Attack and Die: Civil War Military Tactics and the Southern Heritage.  By Grady McWhiney and Perry D. Jamieson.  (University: University of Alabama Press, 1982.  Pp. xv, 209.) 

In this controversial but well documented work, Grady McWhiney and Perry D. Jamieson put forth the conclusion that, “it was the rifle that won the war for the North—the rifle along with the refusal of Southerners to admit until they had bled themselves nearly to death that the rifle’s killing power could check even the most courageous charges” (p. 146).  The reason for such seemingly counterintuitive aggressiveness on behalf of the Rebels was their war mongering Celtic heritage, by which they were preconditioned to “attack and die” regardless of the slim chances of victory.  While many readers may take issue with some of the duo’s conclusions, Attack and Die: Civil War Military Tactics and the Southern Heritage remains an influential and thought-provoking work.

The authors divide their book into three sections, each addressing an important aspect of the South’s military tactics during the Civil War.  First, they briefly examine “What Happened,” and put forth many compelling casualty statistics showing the near-annihilation of the Confederate Army.  They then compare them to equivalent Federal statistics, revealing a striking disparity of Confederate casualties when compared to their Northern counterparts.  These statistics also demonstrate the disparate numbers in manpower available to each side, and emphasize the South’s disadvantage.  The second section, “How it Happened” discusses in detail the numerous examples of battles wherein Southern offensive tactics faced off with Northern defensive tactics, complete with analysis of the results.  A key factor in the success of the North’s often-defensive positions was its use of the technologically nascent rifle, which produced much more efficient firepower and range than its less-effective predecessor, the smoothbore musket.  The authors emphasize the impact of the successful offensive tactics used in the Mexican American War of 1846-1848 on the Southerners (and some Northerners) who survived it to participate in the Civil War a little over a decade later.  While the aggressive tactics utilized in the 1840s went hand in hand with the arcadian technology of the day, the onset of the rifle age, ushered in during the 1860s and adopted by the Federal army, rendered  the Confederates’ rigid formations and charges opportunities for gross Rebel slaughter. 

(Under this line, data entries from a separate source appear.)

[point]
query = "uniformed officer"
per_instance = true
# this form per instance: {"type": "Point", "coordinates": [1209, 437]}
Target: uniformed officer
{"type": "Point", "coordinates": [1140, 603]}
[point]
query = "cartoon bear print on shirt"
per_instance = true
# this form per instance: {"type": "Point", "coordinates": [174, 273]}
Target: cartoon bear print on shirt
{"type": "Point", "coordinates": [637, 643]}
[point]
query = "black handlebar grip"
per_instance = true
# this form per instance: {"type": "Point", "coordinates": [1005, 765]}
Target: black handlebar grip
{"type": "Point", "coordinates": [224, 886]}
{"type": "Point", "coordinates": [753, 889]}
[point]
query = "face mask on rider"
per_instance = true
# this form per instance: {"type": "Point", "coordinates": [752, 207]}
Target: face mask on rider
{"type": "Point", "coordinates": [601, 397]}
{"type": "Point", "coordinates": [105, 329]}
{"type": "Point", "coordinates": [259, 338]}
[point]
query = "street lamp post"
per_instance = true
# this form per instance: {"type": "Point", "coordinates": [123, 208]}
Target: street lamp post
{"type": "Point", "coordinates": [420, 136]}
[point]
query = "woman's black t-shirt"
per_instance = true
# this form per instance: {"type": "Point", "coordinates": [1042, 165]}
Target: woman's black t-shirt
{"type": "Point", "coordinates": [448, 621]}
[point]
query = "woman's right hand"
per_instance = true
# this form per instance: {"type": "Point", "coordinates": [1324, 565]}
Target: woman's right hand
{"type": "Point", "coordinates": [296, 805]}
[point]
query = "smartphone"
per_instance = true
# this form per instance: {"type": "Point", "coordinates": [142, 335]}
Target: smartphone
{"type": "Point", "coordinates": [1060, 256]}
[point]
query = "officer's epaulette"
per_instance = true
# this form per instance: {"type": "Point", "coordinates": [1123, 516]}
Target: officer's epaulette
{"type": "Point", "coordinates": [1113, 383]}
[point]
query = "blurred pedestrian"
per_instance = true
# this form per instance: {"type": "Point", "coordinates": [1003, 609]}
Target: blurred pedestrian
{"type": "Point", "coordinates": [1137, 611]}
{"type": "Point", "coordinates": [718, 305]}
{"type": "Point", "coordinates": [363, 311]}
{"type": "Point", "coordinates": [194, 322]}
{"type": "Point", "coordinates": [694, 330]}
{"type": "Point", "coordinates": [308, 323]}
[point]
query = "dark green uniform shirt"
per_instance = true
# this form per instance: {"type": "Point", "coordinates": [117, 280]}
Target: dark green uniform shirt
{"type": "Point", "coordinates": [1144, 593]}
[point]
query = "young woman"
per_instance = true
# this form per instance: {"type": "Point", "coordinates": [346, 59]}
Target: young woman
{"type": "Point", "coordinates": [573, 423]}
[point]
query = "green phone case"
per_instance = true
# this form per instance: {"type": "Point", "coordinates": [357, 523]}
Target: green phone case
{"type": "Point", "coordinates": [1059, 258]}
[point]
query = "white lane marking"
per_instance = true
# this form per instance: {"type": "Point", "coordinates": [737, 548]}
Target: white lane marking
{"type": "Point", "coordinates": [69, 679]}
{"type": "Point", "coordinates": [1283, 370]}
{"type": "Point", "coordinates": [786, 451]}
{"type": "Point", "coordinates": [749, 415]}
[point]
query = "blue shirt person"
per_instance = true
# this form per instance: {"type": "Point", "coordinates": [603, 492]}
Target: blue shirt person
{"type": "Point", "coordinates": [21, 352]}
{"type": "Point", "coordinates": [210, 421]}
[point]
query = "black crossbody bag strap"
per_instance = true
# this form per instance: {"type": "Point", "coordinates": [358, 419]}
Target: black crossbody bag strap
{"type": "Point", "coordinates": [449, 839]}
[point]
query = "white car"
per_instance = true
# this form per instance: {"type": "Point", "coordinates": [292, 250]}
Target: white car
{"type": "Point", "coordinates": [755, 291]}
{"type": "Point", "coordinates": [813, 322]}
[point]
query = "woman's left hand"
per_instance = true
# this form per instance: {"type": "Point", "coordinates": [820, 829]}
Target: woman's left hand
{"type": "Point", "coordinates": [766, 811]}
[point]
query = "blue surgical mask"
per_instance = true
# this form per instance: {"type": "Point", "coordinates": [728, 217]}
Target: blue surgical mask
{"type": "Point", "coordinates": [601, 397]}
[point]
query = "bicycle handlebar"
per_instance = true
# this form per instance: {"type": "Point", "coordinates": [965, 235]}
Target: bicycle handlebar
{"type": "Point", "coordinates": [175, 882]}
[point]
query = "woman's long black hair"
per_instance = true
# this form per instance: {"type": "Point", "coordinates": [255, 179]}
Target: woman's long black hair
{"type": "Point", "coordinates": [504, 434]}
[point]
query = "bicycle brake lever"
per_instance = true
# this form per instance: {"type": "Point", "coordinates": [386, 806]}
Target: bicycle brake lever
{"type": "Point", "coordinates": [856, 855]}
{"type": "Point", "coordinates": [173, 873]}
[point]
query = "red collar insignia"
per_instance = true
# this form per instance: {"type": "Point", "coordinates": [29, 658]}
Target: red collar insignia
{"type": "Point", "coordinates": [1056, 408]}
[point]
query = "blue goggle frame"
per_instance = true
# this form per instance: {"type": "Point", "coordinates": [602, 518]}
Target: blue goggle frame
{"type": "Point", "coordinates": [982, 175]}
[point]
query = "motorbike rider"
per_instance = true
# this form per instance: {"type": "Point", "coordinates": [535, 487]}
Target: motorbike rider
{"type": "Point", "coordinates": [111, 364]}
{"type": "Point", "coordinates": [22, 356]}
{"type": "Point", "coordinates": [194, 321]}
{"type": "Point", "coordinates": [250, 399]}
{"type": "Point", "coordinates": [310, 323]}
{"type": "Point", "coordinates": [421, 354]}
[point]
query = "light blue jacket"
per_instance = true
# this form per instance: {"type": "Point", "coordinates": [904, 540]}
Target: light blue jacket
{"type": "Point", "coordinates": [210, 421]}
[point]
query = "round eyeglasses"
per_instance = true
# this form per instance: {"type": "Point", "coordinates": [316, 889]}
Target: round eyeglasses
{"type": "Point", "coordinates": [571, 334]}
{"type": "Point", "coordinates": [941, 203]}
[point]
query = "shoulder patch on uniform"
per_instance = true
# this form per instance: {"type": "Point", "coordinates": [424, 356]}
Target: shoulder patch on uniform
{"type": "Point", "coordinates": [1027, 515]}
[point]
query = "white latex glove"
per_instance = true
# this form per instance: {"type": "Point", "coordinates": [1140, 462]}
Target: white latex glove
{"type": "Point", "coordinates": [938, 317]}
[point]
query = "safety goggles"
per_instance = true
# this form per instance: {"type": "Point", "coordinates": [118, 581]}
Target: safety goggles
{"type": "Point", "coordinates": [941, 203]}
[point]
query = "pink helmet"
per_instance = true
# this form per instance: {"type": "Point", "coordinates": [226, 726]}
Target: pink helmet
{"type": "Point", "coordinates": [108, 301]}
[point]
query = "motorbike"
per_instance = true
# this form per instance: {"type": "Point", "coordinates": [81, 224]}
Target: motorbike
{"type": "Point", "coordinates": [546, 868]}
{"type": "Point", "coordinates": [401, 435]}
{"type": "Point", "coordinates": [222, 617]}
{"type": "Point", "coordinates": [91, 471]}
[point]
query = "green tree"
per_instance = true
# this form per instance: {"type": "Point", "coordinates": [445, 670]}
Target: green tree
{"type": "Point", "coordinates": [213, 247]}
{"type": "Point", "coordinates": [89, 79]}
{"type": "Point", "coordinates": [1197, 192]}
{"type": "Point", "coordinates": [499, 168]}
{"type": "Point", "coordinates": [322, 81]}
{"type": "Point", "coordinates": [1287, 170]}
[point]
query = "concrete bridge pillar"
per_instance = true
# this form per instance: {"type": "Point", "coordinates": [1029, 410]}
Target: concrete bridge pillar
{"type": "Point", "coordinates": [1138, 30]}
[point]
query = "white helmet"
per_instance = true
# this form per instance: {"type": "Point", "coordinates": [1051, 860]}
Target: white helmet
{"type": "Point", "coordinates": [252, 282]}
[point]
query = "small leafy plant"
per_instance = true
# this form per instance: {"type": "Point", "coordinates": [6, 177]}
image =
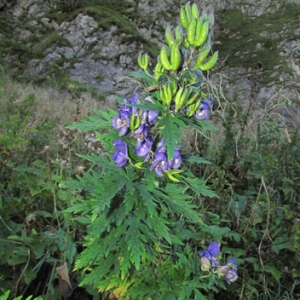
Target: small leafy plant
{"type": "Point", "coordinates": [140, 200]}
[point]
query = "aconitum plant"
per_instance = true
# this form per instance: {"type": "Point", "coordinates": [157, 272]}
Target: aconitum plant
{"type": "Point", "coordinates": [141, 199]}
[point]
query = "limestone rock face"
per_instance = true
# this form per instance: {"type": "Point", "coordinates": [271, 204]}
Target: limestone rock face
{"type": "Point", "coordinates": [102, 56]}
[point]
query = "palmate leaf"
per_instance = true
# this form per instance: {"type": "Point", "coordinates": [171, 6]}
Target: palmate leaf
{"type": "Point", "coordinates": [195, 159]}
{"type": "Point", "coordinates": [198, 186]}
{"type": "Point", "coordinates": [171, 131]}
{"type": "Point", "coordinates": [147, 79]}
{"type": "Point", "coordinates": [101, 121]}
{"type": "Point", "coordinates": [177, 201]}
{"type": "Point", "coordinates": [199, 125]}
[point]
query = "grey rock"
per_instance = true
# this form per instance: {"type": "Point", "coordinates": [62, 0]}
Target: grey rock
{"type": "Point", "coordinates": [46, 61]}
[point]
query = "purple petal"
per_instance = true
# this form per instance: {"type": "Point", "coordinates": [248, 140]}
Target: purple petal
{"type": "Point", "coordinates": [176, 160]}
{"type": "Point", "coordinates": [214, 249]}
{"type": "Point", "coordinates": [144, 147]}
{"type": "Point", "coordinates": [120, 155]}
{"type": "Point", "coordinates": [203, 111]}
{"type": "Point", "coordinates": [152, 115]}
{"type": "Point", "coordinates": [205, 263]}
{"type": "Point", "coordinates": [232, 261]}
{"type": "Point", "coordinates": [205, 253]}
{"type": "Point", "coordinates": [231, 276]}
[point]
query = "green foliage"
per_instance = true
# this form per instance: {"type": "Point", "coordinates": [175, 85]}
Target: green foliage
{"type": "Point", "coordinates": [240, 34]}
{"type": "Point", "coordinates": [35, 234]}
{"type": "Point", "coordinates": [145, 231]}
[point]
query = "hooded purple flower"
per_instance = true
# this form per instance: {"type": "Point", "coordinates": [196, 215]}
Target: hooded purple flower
{"type": "Point", "coordinates": [149, 116]}
{"type": "Point", "coordinates": [176, 161]}
{"type": "Point", "coordinates": [160, 163]}
{"type": "Point", "coordinates": [160, 147]}
{"type": "Point", "coordinates": [144, 146]}
{"type": "Point", "coordinates": [121, 121]}
{"type": "Point", "coordinates": [202, 112]}
{"type": "Point", "coordinates": [134, 100]}
{"type": "Point", "coordinates": [141, 132]}
{"type": "Point", "coordinates": [229, 271]}
{"type": "Point", "coordinates": [120, 155]}
{"type": "Point", "coordinates": [209, 257]}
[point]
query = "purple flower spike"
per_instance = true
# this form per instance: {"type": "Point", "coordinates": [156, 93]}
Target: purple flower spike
{"type": "Point", "coordinates": [152, 116]}
{"type": "Point", "coordinates": [229, 271]}
{"type": "Point", "coordinates": [160, 163]}
{"type": "Point", "coordinates": [149, 115]}
{"type": "Point", "coordinates": [202, 112]}
{"type": "Point", "coordinates": [211, 254]}
{"type": "Point", "coordinates": [160, 147]}
{"type": "Point", "coordinates": [232, 261]}
{"type": "Point", "coordinates": [121, 122]}
{"type": "Point", "coordinates": [141, 132]}
{"type": "Point", "coordinates": [176, 161]}
{"type": "Point", "coordinates": [134, 100]}
{"type": "Point", "coordinates": [205, 253]}
{"type": "Point", "coordinates": [143, 148]}
{"type": "Point", "coordinates": [231, 276]}
{"type": "Point", "coordinates": [214, 249]}
{"type": "Point", "coordinates": [120, 155]}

Perhaps the most controversial section of the book is the final portion, which purports to explain, “Why it Happened,” or why the Confederates perpetuated failing tactics.  The authors reasonably claim that many officers had “learned the wrong lessons” from their past experiences—whether they be from success in the Mexican-American War, their professors at West Point, or the books they read (p. 144).  While the authors’ argument here proves convincing, their reasons explaining why the Southerners never learned from their oft-failed assault tactics during the Civil War is less compelling.  McWhiney and Jamieson conclude that Southern aggressiveness can be traced back to their belligerent Celtic heritage—which, when placed in opposition to the North’s disciplined Anglo-Saxon heritage, produced a “cultural dichotomy” that “explains why the war was fought the way it was” (p. 178).  The cool-headed North was able to entice the emotional South to attack them in defensible positions because Southerners were predisposed to war mongering and saw glory only in overt attack. 

While Attack and Die perhaps will not appeal to all readers, its controversial arguments are at minimum thought provoking and intriguing.  The book is well documented (the pages are littered with invaluable footnotes) and supplies an excellent history of military tactics from the late 1840s through the Civil War.  In addition, it provides numerous valuable tables and statistics that elucidate the authors’ points.  Civil War enthusiasts and lay readers as well as scholars will benefit from Grady McWhiney and Perry Jamieson’s unique approach to the outcome of the Civil War.